Should You Force Your Kid To Attend A Camp They Hate?

So you enrolled your kids in summer camp. Last spring (or even winter), you forked over the money, filled out all the forms and patted yourself on the back for doing the work to ensure smooth sailing all summer break. Just one problem… now it’s time for camp and your kid absolutely hates it.

What now? A lot of parents don’t have a choice, camp is the only childcare option. But if you do have a choice, how do you handle it? Is day camp a battle worth fighting?

One Reddit user is in thick of the camp battle now. “I just sent my almost 10 year old daughter off to a sports day camp that she absolutely hates.”

“I am feeling guilty that I am forcing her to go again instead of letting her skip,” she confessed on the Reddit parenting forum.

“She gave me the reasons she doesn’t like it: it’s too long, it’s all boys, it’s not fun!”

So, this camp is not exactly torture. She even has “2 close friends that are doing it with her.”

When her pep talk failed to inspire an attitude change, she asked Reddit how to handle the remainder of camp, and for “Some extra insight into how I can react when she has to do something she really doesn’t want to do.”

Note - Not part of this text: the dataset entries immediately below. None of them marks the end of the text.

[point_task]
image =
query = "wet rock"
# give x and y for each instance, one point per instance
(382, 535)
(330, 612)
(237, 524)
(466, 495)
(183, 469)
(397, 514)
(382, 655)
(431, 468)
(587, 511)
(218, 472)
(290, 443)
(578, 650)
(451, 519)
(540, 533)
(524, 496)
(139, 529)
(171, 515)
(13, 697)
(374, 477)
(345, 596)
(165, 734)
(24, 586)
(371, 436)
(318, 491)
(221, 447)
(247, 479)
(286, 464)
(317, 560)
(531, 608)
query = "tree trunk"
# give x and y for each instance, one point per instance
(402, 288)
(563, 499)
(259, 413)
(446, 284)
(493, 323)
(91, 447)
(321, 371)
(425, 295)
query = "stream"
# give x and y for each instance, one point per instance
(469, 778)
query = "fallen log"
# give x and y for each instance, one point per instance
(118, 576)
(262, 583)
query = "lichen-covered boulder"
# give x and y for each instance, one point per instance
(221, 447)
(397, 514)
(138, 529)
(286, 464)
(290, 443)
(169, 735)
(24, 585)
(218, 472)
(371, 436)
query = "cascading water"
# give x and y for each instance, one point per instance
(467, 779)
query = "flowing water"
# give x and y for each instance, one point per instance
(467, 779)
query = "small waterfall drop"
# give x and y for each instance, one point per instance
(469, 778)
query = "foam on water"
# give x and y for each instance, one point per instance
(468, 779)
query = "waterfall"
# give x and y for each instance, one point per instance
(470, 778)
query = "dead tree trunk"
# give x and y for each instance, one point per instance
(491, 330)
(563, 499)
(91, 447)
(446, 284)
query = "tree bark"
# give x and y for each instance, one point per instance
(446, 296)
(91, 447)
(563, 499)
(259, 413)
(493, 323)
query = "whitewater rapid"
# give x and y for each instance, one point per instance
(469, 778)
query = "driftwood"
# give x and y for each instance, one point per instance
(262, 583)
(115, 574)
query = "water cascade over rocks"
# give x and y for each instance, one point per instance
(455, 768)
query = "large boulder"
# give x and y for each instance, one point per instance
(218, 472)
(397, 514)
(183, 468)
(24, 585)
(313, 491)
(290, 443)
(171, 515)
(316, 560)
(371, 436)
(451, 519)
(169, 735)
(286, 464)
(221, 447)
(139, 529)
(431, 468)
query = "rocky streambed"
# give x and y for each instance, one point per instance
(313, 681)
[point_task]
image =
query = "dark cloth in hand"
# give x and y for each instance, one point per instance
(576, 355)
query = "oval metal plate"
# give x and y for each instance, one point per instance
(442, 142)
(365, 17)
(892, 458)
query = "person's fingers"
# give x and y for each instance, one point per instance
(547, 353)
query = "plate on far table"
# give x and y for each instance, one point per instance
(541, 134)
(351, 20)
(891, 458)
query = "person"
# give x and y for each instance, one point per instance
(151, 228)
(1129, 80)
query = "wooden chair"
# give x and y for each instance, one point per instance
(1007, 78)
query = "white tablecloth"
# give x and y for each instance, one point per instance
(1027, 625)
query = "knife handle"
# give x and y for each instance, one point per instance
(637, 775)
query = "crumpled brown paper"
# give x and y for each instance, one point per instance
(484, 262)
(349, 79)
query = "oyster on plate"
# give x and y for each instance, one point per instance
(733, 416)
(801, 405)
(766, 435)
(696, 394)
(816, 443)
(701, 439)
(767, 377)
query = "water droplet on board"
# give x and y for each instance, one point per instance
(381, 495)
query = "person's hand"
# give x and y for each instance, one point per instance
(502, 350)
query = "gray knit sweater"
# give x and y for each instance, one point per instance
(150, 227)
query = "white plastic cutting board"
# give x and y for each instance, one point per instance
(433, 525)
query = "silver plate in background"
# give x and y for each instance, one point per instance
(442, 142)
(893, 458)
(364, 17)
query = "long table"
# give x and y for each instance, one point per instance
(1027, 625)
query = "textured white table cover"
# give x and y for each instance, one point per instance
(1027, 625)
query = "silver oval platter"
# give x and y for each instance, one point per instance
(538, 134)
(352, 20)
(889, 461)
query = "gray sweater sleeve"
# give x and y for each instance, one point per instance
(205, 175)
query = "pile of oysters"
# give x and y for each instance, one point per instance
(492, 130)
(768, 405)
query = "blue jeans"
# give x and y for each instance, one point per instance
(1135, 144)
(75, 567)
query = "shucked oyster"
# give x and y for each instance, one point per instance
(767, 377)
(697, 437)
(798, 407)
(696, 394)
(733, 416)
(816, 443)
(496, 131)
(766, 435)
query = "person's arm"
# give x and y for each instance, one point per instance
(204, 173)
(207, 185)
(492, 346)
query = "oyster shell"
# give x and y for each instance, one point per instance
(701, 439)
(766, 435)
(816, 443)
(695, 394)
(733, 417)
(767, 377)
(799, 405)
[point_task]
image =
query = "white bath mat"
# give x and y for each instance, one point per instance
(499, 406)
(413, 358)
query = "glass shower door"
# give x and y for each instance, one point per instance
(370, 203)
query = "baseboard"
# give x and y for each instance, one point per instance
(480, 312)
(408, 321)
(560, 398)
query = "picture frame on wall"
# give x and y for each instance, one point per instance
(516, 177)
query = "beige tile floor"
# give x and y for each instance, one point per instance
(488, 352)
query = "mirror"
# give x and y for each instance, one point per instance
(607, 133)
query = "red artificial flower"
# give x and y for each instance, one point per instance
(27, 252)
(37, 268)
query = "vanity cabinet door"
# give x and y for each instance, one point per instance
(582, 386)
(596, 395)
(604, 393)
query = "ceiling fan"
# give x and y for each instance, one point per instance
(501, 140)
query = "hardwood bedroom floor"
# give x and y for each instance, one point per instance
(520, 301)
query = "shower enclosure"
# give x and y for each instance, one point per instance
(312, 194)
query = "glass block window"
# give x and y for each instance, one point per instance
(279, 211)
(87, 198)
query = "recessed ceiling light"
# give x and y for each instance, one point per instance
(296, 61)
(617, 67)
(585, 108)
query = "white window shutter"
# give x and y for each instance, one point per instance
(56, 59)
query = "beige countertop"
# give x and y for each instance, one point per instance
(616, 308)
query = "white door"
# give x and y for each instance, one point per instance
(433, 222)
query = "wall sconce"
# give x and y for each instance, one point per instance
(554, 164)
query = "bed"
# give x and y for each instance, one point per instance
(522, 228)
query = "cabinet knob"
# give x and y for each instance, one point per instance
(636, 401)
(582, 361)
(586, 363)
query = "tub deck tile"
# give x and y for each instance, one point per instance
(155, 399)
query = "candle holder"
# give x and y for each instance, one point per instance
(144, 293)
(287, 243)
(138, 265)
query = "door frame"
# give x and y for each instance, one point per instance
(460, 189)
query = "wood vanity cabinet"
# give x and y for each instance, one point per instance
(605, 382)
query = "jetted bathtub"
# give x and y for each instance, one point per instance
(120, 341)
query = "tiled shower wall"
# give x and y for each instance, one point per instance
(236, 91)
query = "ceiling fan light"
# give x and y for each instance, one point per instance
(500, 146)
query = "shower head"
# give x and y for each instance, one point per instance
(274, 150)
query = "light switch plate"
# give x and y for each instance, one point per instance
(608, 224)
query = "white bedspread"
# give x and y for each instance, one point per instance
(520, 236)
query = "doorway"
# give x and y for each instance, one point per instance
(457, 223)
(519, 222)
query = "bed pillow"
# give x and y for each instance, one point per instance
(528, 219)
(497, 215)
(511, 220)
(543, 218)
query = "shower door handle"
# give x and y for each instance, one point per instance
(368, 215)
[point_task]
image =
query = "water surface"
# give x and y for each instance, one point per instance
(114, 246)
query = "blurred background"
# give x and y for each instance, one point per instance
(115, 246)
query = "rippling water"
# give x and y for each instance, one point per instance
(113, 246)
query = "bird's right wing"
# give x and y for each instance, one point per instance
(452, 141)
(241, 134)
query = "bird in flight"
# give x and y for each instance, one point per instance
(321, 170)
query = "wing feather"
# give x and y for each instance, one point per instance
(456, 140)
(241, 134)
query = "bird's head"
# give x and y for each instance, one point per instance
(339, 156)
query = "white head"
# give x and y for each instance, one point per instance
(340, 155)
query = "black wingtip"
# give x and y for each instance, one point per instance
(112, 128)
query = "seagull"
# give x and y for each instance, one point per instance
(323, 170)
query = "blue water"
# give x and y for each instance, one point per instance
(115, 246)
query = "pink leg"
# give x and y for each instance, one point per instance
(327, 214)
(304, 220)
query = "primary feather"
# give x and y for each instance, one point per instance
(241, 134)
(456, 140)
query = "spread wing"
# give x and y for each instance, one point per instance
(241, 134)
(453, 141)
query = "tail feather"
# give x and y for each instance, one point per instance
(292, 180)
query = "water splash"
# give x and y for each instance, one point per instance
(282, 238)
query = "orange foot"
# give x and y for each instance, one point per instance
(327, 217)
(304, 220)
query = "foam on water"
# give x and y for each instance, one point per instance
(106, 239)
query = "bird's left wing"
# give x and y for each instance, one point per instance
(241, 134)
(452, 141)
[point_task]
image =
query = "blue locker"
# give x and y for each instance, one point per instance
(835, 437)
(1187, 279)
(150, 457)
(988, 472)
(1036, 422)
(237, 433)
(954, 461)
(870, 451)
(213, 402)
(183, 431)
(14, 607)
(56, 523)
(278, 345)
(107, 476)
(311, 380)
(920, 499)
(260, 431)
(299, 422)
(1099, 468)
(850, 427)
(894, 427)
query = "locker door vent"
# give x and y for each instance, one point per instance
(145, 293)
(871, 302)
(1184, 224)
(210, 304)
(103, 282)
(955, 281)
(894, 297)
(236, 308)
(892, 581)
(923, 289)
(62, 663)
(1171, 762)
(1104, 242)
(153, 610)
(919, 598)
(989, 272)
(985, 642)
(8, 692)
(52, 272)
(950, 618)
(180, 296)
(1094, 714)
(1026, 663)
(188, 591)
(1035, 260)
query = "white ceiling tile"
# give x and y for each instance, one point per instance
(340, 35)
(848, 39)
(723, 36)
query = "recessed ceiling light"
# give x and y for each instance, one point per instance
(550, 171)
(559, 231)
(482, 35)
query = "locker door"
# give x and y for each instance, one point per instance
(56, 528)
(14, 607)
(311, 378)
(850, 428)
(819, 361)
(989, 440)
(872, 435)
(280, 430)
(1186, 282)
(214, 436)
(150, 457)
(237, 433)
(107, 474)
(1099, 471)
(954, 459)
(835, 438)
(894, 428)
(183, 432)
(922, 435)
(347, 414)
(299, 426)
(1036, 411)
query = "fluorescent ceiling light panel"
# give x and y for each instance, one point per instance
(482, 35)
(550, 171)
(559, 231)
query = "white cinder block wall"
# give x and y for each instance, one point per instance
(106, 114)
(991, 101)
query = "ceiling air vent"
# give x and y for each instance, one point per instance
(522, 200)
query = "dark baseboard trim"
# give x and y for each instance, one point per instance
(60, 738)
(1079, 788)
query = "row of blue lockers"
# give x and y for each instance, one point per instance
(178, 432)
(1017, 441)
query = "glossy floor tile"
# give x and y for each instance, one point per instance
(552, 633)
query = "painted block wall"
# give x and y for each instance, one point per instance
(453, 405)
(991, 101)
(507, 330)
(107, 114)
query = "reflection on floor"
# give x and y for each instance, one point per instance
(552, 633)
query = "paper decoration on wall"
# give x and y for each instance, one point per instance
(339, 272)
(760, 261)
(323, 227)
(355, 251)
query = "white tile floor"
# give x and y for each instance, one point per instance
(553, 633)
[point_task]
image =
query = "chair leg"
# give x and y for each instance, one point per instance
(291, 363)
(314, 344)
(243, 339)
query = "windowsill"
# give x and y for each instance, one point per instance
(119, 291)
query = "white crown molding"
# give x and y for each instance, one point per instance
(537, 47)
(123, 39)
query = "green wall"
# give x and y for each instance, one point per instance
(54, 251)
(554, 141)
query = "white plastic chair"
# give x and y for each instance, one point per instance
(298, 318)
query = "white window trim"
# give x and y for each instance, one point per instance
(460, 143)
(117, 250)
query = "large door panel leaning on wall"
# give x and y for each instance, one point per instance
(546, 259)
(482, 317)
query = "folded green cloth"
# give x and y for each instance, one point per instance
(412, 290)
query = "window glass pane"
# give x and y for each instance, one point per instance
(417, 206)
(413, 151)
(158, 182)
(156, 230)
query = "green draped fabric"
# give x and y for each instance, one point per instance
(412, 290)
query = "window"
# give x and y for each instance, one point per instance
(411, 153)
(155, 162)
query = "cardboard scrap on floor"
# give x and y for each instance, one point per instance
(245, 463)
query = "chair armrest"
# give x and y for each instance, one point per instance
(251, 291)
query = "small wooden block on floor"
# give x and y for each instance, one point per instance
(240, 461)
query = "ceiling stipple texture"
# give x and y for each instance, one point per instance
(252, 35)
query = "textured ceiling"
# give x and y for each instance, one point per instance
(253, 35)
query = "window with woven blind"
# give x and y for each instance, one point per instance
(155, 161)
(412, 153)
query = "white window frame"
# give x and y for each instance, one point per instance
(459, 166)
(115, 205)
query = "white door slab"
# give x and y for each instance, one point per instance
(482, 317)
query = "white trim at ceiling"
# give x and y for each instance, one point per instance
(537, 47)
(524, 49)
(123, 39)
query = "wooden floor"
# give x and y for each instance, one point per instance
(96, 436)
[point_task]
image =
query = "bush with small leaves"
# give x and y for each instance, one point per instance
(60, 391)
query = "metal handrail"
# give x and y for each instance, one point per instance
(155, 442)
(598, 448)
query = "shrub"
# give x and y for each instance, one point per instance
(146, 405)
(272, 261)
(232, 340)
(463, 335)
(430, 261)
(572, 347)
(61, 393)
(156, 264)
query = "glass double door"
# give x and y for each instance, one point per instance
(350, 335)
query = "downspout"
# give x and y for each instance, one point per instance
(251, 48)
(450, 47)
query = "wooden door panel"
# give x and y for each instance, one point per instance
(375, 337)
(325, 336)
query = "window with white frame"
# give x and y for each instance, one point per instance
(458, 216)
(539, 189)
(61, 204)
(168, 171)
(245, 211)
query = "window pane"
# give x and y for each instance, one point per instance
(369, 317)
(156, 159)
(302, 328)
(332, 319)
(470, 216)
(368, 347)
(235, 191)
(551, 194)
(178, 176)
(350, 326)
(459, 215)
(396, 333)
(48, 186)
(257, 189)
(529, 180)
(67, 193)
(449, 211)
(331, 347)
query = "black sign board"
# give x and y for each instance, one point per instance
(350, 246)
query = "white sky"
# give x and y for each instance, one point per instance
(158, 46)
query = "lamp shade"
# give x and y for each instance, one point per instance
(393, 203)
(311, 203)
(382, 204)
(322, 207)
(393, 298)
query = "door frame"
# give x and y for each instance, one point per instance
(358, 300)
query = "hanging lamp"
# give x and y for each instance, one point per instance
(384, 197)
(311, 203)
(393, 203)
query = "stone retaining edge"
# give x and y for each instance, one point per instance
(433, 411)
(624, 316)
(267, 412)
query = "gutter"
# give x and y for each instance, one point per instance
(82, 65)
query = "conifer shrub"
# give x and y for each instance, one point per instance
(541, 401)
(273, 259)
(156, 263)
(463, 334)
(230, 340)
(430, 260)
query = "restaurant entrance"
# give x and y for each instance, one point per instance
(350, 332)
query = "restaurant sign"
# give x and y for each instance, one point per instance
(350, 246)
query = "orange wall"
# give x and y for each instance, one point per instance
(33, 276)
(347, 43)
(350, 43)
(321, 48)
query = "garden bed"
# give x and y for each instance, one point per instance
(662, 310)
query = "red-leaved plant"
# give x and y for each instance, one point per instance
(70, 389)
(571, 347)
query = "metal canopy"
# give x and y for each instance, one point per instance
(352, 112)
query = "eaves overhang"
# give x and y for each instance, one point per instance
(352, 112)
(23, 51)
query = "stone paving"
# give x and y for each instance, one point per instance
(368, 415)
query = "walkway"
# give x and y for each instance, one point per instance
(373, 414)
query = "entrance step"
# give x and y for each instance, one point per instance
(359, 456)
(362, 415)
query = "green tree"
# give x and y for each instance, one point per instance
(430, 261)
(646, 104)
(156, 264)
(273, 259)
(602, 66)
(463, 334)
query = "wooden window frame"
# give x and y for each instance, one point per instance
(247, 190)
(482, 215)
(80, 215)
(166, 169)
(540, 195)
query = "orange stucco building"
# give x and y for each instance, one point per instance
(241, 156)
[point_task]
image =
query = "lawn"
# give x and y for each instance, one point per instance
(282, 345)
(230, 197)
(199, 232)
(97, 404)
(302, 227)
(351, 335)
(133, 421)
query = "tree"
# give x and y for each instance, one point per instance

Reddit fell into separate camps (see what I did there?) on how to handle it.

Camp U-Gotta-Go

Many readers feel strongly that attendance is non-negotiable. “We all have to do things we dislike throughout life. Allowing a kid to eject sends a horrible message. More important to learn the ‘suck it up’ lesson.”

After all, adversity builds character. “It’s about learning how to overcome our own barriers, stepping outside your comfort zone, and learning something about yourself that maybe you never knew.”

A parent who planned ahead with her daughter shared what works for them: “My daughter is not allowed to sit at home doing nothing all summer. When the camps come out in the winter, she can choose which she likes, but she must choose one. If your daughter chose/agreed to this camp, I would just matter of fact tell her that she needs to go and that’s that.”

Proponents of the ‘my parents did it and I’m fine’ philosophy sounded off too. “I hated camp as a kid. All camps. Just loathed them with a burning passion. I still had to go. And you know what? It was fine.”

Camp Go-AWOL

Over in this camp, we have the ‘my parents did and I’m not fine’ people.

“My mom made me do sports as a kid. I hated it. I still don’t like sports. I still resent my mom for essentially humiliating me by forcing me to do something I was miserable at.”

“When I was 13 my mom forced me to go to boxing classes twice a week and I absolutely hated it. The stress gave me migraines! I ended up skipping the classes and just wandering the streets.”

Others just don’t see summer camp as a hill worth dying on. “There seems to be a consensus on making older kids do recreational things they don’t want to do, and I don’t get it. Don’t make your kids do things they don’t want to do if the thing is supposed to be fun.”

“Sure, we all have to do things we dislike, but why would you use the awfulness of life as an excuse to make your daughter’s life more awful?”

If you’re worried that quitting camp will prevent your child from ever succeeding at anything in life, this comment offers reassurance: “I had a terrible time at camp as a tween and when I asked to quit, my parents agreed. Today, in my 30s, I’m probably the most efficient employee in my workplace, even though there’s plenty in my job that I dislike.”

One parent suggests the better lesson might actually be in letting her quit. “Teach her it’s okay to say no. To give her the time and mental capacity to find things she loves. I know I wouldn’t want to spend my summer vacation at a camp I hated. Not sure why my kid would want to.”

To camp, or not to camp?

Unfortunately, there’s no one-size-fits-all solution. The answer will vary by parenting style and child needs. Is the goal to build character, or to have fun? Are you looking for learning opportunities, or do you trust life to deliver plenty of lessons on its own?

Alternatively, maybe it’s not that deep. If giving in is a relief, cool. If getting the kids out of the house at all costs saves you some sanity, let’s go. A lot of us are just trying to get through the day, and that’s okay too.